1988年7月23日の潜水艦「なだしお」と釣り船「第一富士丸」の衝突事故を思い出す。事故翌日付の朝日社説は題して「潜水艦側の責任を問う」。名実とも一方的な責任追及を掲げた。また、7月29日付社説でも「自衛隊側の不手際がはっきりした」と断じ、「自衛艦には、かねてから『わがもの顔』的な行動が少なくなかったという」と非難。

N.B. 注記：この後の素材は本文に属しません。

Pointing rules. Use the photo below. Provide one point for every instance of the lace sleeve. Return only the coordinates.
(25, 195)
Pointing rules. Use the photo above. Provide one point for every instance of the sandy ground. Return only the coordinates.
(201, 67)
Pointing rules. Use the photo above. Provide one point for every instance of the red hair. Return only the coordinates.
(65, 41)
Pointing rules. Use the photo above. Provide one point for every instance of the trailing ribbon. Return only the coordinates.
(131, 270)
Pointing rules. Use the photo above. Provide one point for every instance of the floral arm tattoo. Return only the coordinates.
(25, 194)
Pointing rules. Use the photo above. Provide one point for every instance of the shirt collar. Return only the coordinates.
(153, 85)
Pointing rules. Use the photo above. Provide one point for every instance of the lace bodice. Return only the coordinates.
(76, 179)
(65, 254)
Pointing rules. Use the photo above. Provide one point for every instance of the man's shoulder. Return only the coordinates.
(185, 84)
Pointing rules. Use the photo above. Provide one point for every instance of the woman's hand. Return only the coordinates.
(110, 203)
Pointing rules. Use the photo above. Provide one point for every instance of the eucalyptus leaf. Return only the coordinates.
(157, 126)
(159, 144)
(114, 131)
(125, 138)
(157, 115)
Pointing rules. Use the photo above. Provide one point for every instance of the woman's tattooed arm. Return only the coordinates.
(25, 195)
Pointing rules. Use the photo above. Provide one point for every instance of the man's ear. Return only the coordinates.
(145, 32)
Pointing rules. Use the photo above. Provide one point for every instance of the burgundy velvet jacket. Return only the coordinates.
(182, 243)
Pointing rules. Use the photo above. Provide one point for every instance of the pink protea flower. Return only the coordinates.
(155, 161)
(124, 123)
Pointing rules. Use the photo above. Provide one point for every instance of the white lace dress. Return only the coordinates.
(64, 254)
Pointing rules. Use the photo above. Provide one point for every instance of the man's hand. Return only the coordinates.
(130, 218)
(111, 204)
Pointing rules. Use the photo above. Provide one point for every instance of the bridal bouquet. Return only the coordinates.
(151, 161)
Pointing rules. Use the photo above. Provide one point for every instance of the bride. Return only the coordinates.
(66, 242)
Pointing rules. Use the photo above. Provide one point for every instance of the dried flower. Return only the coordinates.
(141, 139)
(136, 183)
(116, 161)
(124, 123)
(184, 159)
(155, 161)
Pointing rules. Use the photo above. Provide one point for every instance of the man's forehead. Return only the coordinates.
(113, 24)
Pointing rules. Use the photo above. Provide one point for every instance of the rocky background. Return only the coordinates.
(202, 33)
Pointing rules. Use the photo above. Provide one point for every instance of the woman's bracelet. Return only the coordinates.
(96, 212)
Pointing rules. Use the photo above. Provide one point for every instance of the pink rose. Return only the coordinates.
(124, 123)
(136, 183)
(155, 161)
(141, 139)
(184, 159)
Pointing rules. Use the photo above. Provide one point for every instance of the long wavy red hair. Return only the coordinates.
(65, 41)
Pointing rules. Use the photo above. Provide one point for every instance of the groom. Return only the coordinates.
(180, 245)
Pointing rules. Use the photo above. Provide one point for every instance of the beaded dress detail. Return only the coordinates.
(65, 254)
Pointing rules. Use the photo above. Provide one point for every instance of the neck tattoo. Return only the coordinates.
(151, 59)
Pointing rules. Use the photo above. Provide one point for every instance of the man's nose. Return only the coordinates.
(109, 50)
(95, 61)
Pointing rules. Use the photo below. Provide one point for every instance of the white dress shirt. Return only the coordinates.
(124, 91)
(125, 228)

加えてこの時は毎日新聞の「『助けて!』の叫び黙殺 『自衛隊は乗客を見殺しにした』」(88年7月25日付夕刊)との報道が拍車をかけた。朝日も「腕組みして眺めるだけ」と追随。NHKニュースも「人命軽視」と報じ「こんな自衛隊はいらない」等々、非難の声だけを流した。
後日、この「見殺し」報道を生んだ「証言」が真っ赤な嘘と判明。事故調査にあたった海上保安庁の長官が「海上自衛隊の印象を悪くしたが、事実ではなかった」と否定した。「印象を悪くした」どころの話ではあるまい。だがマスコミはほとんど謝罪も訂正もせず、反自衛隊報道を繰り返した。
朝日は「『なだしお』航泊日誌を改ざん」(1989年11月15日付)とも報じたが、後日これまた虚報と判明。横浜地裁判決で釣り船側の過失も認定されたが、覆水盆に返らず。訴訟を通じ、潜水艦の能力を推知させる情報が漏洩した。
1971年に全日空機と自衛隊機が空中衝突した「雫石事故」も同様である。事故翌日から各紙一斉に「世界最大の無謀操縦」「反省したのか自衛隊」などと報じた。全日空側の過失を問う論調は封殺され、「100パーセント自衛隊機の過失」(71年12月14日付共同)と報ずる記事さえあった。
最高裁で全日空側の過失も認定されたが、誤報を謝罪したマスコミはない。